Kissinger: He is soft-headed—a pro-Communist.

You have money in the bank with the European leaders who have met you. Schmidt thinks we have underestimated the depth of our economic difficulties. He thinks we have no one who knows what he is talking about in economics. He likes Shultz.

President: That’s interesting, because Shultz is like Alan [Greenspan].9

Kissinger: Yes, but Shultz knows foreign policy and he doesn’t push the theory. Shultz wasn’t too different than Connally—whom the economists hated—but he gave them a feeling of participation.

[Page 1005]

Schmidt will separate from us on raw materials if we insist on theoretical positions, because he can’t afford a depression. That is what he is most interested in. I would like to send him a speech draft.

He will not follow us on a confrontation course with the LDC’s. If he won’t, neither will France, Great Britain or Japan. He wants to work with us. If you can reassure him on the economic facts…. If we will work with him on the economy, he will support us on everything else.
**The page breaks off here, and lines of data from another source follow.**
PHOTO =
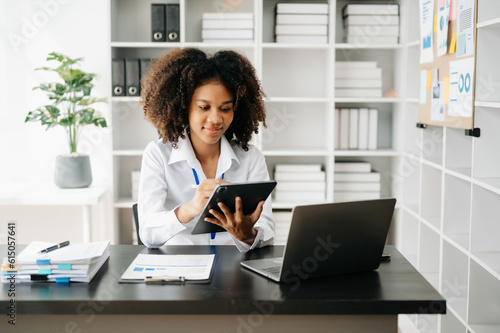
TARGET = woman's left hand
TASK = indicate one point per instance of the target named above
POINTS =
(239, 225)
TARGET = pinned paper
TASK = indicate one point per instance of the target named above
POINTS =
(428, 84)
(453, 10)
(446, 89)
(453, 43)
(423, 90)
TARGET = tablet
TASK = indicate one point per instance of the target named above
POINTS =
(251, 193)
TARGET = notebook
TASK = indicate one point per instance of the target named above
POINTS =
(330, 239)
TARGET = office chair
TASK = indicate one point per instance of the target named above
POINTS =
(136, 221)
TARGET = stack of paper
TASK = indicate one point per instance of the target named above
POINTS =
(356, 128)
(299, 183)
(302, 23)
(227, 28)
(72, 263)
(355, 181)
(367, 24)
(358, 79)
(282, 221)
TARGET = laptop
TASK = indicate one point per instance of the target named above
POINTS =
(330, 239)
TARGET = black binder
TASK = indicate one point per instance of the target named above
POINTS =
(145, 65)
(172, 23)
(132, 77)
(118, 77)
(158, 22)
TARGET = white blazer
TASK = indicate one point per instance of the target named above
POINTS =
(166, 183)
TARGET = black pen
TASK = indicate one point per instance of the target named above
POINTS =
(55, 247)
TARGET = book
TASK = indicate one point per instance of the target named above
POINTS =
(355, 196)
(371, 30)
(358, 73)
(364, 117)
(299, 196)
(301, 39)
(227, 24)
(380, 20)
(297, 167)
(72, 263)
(301, 8)
(353, 128)
(368, 40)
(291, 29)
(356, 177)
(227, 16)
(355, 64)
(228, 41)
(227, 33)
(370, 9)
(358, 83)
(352, 167)
(373, 129)
(344, 129)
(300, 186)
(301, 19)
(299, 176)
(361, 92)
(337, 129)
(356, 186)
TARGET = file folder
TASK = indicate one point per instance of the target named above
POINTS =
(118, 77)
(157, 22)
(145, 65)
(132, 78)
(172, 22)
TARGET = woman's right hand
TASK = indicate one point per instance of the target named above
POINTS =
(194, 207)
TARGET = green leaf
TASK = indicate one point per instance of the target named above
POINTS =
(91, 100)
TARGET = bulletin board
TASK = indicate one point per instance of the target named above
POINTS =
(447, 82)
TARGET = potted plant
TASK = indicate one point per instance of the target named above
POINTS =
(71, 109)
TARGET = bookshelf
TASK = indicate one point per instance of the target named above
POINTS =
(447, 184)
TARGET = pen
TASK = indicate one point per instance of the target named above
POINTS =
(164, 279)
(55, 247)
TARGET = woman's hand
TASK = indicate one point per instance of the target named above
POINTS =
(239, 225)
(194, 207)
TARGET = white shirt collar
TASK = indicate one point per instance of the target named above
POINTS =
(185, 152)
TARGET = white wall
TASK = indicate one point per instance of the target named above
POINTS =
(29, 30)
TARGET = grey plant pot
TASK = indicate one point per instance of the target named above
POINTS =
(73, 171)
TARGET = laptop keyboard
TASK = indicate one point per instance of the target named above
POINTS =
(273, 270)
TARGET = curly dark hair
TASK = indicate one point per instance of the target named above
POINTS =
(168, 87)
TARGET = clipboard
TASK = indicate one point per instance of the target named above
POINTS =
(170, 269)
(251, 194)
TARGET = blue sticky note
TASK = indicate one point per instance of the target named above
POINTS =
(62, 280)
(45, 271)
(64, 267)
(423, 82)
(461, 48)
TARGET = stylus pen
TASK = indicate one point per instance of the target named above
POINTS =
(55, 247)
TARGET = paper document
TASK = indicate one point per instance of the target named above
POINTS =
(188, 266)
(461, 86)
(426, 31)
(465, 28)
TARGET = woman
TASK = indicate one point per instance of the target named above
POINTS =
(205, 110)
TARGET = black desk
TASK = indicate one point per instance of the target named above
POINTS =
(236, 300)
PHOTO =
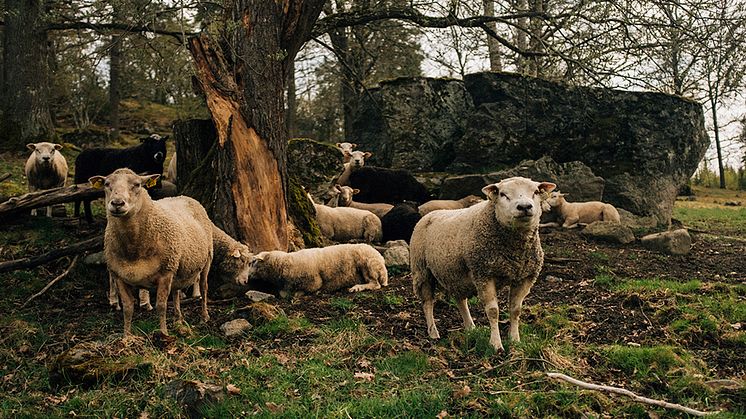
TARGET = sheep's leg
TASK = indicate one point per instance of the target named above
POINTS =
(161, 300)
(113, 295)
(463, 308)
(128, 304)
(144, 296)
(517, 294)
(488, 295)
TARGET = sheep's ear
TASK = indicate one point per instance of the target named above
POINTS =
(547, 186)
(97, 182)
(150, 181)
(491, 191)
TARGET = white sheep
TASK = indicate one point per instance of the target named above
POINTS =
(346, 149)
(356, 161)
(341, 196)
(357, 266)
(45, 168)
(478, 250)
(574, 214)
(437, 204)
(164, 244)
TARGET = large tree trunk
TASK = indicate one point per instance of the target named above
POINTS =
(25, 91)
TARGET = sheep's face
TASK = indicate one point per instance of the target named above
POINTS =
(517, 200)
(124, 191)
(155, 146)
(44, 152)
(357, 158)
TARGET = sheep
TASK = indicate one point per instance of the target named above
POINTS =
(326, 269)
(480, 249)
(399, 223)
(45, 168)
(380, 184)
(165, 244)
(345, 224)
(574, 214)
(346, 149)
(145, 158)
(342, 197)
(436, 204)
(171, 171)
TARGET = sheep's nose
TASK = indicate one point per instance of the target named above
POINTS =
(525, 208)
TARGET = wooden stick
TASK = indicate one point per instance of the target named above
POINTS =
(54, 281)
(617, 390)
(96, 243)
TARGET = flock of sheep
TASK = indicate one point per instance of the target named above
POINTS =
(464, 248)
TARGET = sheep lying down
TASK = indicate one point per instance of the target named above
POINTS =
(480, 249)
(357, 266)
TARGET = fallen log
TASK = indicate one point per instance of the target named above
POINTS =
(95, 244)
(31, 200)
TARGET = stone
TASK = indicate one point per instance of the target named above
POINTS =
(609, 231)
(235, 327)
(672, 242)
(572, 178)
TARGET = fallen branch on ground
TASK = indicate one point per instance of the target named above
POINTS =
(54, 281)
(618, 390)
(96, 243)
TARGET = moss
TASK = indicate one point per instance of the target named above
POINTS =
(303, 214)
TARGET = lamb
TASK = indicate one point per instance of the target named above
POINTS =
(436, 204)
(342, 196)
(345, 224)
(165, 244)
(326, 269)
(399, 223)
(346, 149)
(380, 184)
(480, 249)
(145, 158)
(573, 214)
(45, 168)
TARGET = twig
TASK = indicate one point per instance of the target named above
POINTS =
(617, 390)
(54, 281)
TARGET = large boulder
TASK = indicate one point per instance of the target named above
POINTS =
(411, 123)
(573, 178)
(645, 145)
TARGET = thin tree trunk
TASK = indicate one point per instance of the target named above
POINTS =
(25, 103)
(493, 46)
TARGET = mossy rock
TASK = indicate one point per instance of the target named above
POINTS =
(314, 164)
(303, 214)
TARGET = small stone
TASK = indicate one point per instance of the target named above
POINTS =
(235, 327)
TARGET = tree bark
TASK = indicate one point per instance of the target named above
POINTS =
(26, 116)
(245, 97)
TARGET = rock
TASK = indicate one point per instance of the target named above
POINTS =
(609, 231)
(413, 123)
(191, 395)
(672, 242)
(257, 296)
(261, 312)
(314, 164)
(644, 145)
(573, 178)
(86, 364)
(396, 253)
(95, 259)
(235, 327)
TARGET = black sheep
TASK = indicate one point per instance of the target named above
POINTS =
(383, 185)
(147, 157)
(399, 222)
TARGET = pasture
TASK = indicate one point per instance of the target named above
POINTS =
(664, 327)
President: What does he want?

Kissinger: He likes the idea internationally of doing what you did domestically—an economic conference. To see how we can build in growth. There will be opposition—but internationally you don’t have to agree to anything but talk.
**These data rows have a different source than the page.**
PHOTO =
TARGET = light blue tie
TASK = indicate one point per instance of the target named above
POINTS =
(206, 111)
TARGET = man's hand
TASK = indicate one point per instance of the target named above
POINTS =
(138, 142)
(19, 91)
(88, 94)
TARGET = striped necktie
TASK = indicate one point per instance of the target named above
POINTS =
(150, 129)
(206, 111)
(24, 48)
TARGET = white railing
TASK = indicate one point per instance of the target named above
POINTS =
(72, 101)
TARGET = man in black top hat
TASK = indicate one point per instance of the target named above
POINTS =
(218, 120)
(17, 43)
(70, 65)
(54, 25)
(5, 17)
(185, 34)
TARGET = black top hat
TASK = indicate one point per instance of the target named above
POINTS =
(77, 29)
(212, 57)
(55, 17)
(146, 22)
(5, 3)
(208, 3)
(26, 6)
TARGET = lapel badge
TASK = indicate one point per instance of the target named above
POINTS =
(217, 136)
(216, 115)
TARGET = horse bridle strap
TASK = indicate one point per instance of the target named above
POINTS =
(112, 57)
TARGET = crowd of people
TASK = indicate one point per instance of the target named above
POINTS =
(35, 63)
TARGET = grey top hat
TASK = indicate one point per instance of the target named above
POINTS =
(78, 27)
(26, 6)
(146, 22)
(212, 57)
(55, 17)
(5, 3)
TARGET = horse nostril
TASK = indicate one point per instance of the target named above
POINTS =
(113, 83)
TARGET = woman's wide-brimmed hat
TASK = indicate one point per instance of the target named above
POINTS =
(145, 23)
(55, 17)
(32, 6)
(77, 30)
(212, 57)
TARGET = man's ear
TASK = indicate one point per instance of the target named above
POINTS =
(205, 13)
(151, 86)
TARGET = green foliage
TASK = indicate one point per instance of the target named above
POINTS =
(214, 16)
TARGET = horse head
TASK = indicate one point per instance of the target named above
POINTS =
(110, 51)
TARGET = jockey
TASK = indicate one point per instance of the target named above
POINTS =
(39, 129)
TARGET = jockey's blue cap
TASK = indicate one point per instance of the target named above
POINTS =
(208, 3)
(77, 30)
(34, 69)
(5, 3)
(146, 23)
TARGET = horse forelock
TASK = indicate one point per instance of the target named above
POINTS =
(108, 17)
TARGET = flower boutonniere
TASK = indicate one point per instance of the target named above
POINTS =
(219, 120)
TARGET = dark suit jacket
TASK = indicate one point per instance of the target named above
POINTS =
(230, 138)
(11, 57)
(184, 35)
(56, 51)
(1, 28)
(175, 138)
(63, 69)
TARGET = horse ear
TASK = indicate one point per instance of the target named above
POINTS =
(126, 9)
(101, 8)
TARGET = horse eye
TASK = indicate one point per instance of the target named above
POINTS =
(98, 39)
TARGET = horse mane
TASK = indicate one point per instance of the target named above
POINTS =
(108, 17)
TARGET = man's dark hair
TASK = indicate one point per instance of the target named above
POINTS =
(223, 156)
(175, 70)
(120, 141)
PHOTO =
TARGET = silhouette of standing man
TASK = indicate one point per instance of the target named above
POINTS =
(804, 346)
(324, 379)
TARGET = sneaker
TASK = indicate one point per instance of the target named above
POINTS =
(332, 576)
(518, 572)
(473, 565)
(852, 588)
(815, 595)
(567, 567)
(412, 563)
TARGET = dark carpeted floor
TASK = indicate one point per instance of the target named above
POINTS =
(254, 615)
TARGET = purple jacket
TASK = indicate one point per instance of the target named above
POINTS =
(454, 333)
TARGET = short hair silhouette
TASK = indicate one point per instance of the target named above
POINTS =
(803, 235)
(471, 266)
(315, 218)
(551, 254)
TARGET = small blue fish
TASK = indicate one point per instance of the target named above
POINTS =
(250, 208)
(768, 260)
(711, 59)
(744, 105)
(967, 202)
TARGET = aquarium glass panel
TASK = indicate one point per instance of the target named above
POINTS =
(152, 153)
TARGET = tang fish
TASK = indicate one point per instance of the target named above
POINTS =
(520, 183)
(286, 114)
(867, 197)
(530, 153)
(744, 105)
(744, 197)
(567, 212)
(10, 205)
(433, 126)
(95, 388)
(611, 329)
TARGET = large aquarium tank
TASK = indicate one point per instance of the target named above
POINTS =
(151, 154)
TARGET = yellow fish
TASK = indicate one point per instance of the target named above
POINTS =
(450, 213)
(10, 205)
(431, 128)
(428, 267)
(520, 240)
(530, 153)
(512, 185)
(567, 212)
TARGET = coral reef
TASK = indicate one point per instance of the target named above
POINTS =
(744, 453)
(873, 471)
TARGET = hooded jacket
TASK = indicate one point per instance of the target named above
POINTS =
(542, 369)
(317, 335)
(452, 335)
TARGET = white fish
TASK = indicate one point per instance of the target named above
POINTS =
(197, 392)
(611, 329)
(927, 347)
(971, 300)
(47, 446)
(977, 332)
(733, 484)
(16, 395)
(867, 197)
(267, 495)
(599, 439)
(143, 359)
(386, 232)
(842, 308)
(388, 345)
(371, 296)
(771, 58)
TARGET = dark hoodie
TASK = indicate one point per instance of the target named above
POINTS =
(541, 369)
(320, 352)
The second thing—if you got some world leading economists over here for a meeting—private people.

Rumsfeld: It is a spectacular idea.

Kissinger: I would announce it when you got back, but tell him when you have lunch.10

Rumsfeld: Goldwin could start on it now.

Kissinger: The trick in the world now is to use economics to build a world political structure.
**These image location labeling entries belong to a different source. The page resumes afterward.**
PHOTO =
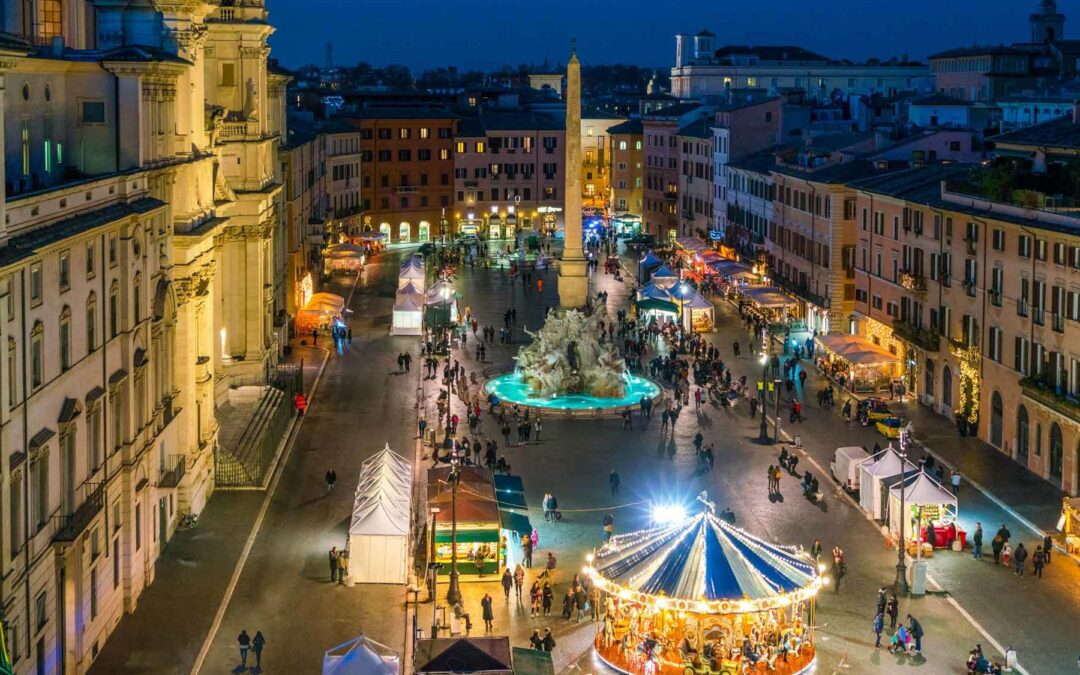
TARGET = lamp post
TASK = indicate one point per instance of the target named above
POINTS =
(454, 593)
(764, 435)
(901, 559)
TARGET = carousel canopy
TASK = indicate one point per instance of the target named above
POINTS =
(704, 559)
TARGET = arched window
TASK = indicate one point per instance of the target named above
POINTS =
(997, 410)
(1022, 434)
(1056, 450)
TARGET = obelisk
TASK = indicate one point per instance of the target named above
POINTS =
(572, 279)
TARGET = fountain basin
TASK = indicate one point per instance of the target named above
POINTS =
(511, 388)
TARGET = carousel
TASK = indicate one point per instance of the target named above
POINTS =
(702, 596)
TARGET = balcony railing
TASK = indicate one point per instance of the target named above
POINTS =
(172, 476)
(1054, 399)
(927, 339)
(68, 527)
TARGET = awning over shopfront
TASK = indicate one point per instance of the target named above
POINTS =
(767, 296)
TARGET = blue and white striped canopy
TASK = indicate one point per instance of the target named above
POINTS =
(704, 558)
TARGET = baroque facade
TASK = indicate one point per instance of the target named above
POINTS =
(138, 281)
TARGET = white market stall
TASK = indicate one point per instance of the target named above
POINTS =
(361, 656)
(928, 504)
(378, 532)
(871, 473)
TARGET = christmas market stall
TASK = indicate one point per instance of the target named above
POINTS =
(928, 507)
(865, 366)
(320, 312)
(702, 595)
(478, 550)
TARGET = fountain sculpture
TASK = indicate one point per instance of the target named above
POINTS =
(566, 356)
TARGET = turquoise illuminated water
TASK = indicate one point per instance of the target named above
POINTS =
(512, 389)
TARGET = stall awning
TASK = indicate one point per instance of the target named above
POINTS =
(856, 350)
(514, 522)
(659, 306)
(767, 296)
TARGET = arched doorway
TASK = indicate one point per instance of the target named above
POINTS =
(996, 412)
(946, 391)
(1056, 451)
(1022, 434)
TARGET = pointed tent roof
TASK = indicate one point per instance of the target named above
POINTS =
(705, 565)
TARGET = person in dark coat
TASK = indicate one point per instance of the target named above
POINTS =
(485, 604)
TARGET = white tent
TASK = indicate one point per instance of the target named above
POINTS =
(408, 314)
(937, 503)
(871, 472)
(378, 532)
(361, 657)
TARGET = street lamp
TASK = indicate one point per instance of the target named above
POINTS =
(764, 436)
(901, 554)
(454, 593)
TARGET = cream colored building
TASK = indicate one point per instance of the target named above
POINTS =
(138, 280)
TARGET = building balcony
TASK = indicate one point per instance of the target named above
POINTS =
(68, 527)
(802, 292)
(926, 339)
(172, 476)
(1055, 399)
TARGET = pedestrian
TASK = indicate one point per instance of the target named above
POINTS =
(485, 604)
(549, 640)
(508, 582)
(892, 609)
(1021, 556)
(916, 630)
(257, 643)
(245, 644)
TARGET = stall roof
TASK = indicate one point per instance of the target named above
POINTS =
(767, 296)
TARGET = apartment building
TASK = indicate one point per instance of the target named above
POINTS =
(137, 256)
(509, 173)
(406, 167)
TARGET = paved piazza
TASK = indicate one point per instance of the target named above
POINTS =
(362, 403)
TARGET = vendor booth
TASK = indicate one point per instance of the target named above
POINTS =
(361, 656)
(408, 314)
(871, 473)
(478, 552)
(703, 595)
(866, 366)
(319, 312)
(378, 532)
(648, 262)
(927, 504)
(343, 259)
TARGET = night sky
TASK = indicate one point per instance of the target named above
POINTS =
(488, 34)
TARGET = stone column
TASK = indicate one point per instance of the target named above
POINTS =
(572, 279)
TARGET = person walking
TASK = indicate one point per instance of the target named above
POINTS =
(892, 609)
(1020, 555)
(485, 604)
(257, 644)
(878, 626)
(245, 643)
(508, 582)
(916, 630)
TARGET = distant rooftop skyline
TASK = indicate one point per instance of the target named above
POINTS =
(485, 35)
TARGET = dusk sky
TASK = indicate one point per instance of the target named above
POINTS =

President: How would Alan react?

Kissinger: We wouldn’t oppose it but he would want to discuss theory. We should not raise the theoretical system but will support whatever works. We can object to individual ideas on many grounds but not on grounds of a theory that no one will buy.

Schmidt is pathological on a few points—one is offset agreements. He will not agree to another one. Our Treasury group want to push it. If we insist, he will pull money out and put it back in.

You should confirm your close cooperation with him. He is your closest ally. You have done wonders with Giscard, but you can’t rely on France.

[Omitted here is discussion unrelated to commodity policy.]

  1. Source: Ford Library, National Security Adviser, Memoranda of Conversation, Box 12. Secret. The conversation took place in the Oval Office.
  2. On May 21, Scowcroft sent President Ford a memorandum transmitting Kissinger’s report of his breakfast meeting with Chancellor Schmidt in Bonn. Kissinger noted that the Chancellor “considers a forthcoming approval on commodities as essential. If US insists on status quo, Federal Republic would go it alone and Europe would separate from us.” (Library of Congress, Manuscript Division, Kissinger Papers, Box CL 143, Geopolitical File, Germany (Federal Republic of Germany), Chronological File, May 1975)
  3. President Houari Boumedienne of Algeria was a leading spokesman for LDC issues.
  4. Brackets are in the original.
  5. In the report on his May 21 breakfast meeting with Schmidt, Kissinger noted that the Chancellor “welcomes the readiness of the Kansas City speech to consider a new commodity approach as he himself has advocated for some time.” Regarding Kissinger’s Kansas City speech, see Documents 288 and 289.
  6. May 26.
  7. From May 28 to June 3, President Ford traveled to Belgium, Spain, Austria, Italy, and Vatican City. During his May 28–31 visit to Brussels, where he attended a NATO summit meeting, he held bilateral meetings with NATO heads of government and state.
  8. Rumsfeld was called into the Oval Office earlier in the conversation.
  9. Brackets are in the original.
  10. President Ford and Chancellor Schmidt had lunch on May 29 in Brussels. A memorandum of their conversation is in the Ford Library, National Security Adviser, Memoranda of Conversation, Box 12.